DALLAS — No one likes a long commute to work, but a study shows that Texas has a growing amount of residents that commute more than 90 minutes every day. 

Although the number of “super commuters,” or commuters that drive more than 90 every day, in Dallas County is low, the population has grown 27 percent in the span of eight years, according to a study from Apartment List. The study examined growth in the super-commuting community between 2009 and 2017. 

The Dallas Business Journal compiled a list of Texan counties from the DFW, Austin, San Antonio and Houston areas that experienced the most growth in its super-commuting population from years 2009 to 2017. You can take a closer look at the counties here.

About 2.9 percent of workers across the United States are super commuters, but some Texas counties have a higher rate than the national average. 

Overall, San Antonio and Houston markets have experienced some of the greatest growth in their super-commuter populations. 

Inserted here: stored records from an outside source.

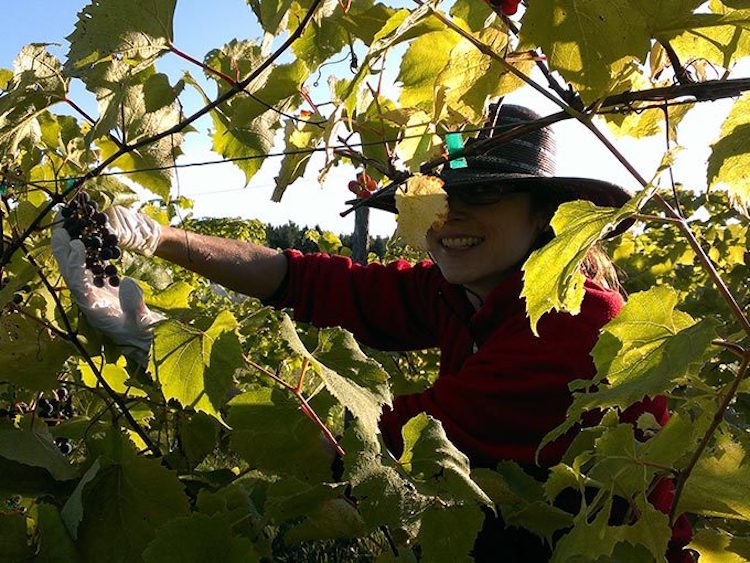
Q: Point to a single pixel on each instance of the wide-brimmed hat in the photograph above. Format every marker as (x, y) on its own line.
(523, 162)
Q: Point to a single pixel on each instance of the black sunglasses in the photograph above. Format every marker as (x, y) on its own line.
(481, 194)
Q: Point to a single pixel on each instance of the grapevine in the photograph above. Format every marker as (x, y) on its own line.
(83, 220)
(222, 445)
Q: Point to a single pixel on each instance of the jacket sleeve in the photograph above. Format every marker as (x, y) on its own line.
(389, 307)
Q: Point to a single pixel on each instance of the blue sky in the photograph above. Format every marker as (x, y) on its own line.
(200, 26)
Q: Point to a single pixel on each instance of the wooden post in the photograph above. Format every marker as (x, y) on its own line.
(360, 237)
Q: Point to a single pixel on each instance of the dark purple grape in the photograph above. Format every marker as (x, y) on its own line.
(64, 445)
(45, 408)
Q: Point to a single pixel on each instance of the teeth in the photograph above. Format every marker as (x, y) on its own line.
(461, 242)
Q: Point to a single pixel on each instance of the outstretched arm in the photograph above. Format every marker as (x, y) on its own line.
(238, 265)
(245, 267)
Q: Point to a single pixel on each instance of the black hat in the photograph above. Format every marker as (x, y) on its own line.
(524, 162)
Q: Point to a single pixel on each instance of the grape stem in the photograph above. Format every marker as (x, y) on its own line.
(718, 418)
(178, 128)
(73, 338)
(304, 405)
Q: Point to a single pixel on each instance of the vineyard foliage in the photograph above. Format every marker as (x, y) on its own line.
(221, 448)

Kendall County, which includes San Antonio, ranked No. 1 for experiencing the most growth in the category, and has more than tripled its super-commuter population. A total of 4.8 percent of Kendall County’s workforce is super commuters.

Bandera County in the San Antonio-New Braunfels area ranked No. 2, and has more than doubled its super commuters in the span of eight years with 6.3 percent of all of its workers surveyed in the category. 

Only two counties in the Dallas-Fort Worth area ranked in the top 10 of the list with Kaufman County and Parker County ranking at No. 7 and No. 9 respectively. Kaufman County experienced a 95.8 percent increase in its super-commuter population from 2007 to 2017, though only 4.6 percent of its population make the long trek to work. 

Apartment List’s Housing Economist Chris Salviati said he found that people are taking these longer commutes because it’s a more economical option, but some people are having to do take these commutes because of the kind of industry they’re in.

“When we break this down by occupation, it’s folks in the drilling and mining industries that actually have the highest rates of super-commuting,” Salviati said. “There’s a couple of areas in West Texas, and then along the Gulf Coast drilling region in northeast Texas, Louisiana and Mississippi.”

Apartment List compiled its list using Census Bureau’s American Community survey that samples about 3 million households nationally. The study looked at county-level data in 2017, which is the most recent year that’s currently available. The 2017 data is a five-year estimate, Salviati explained, therefore individuals were sampled between 2013 and 2017.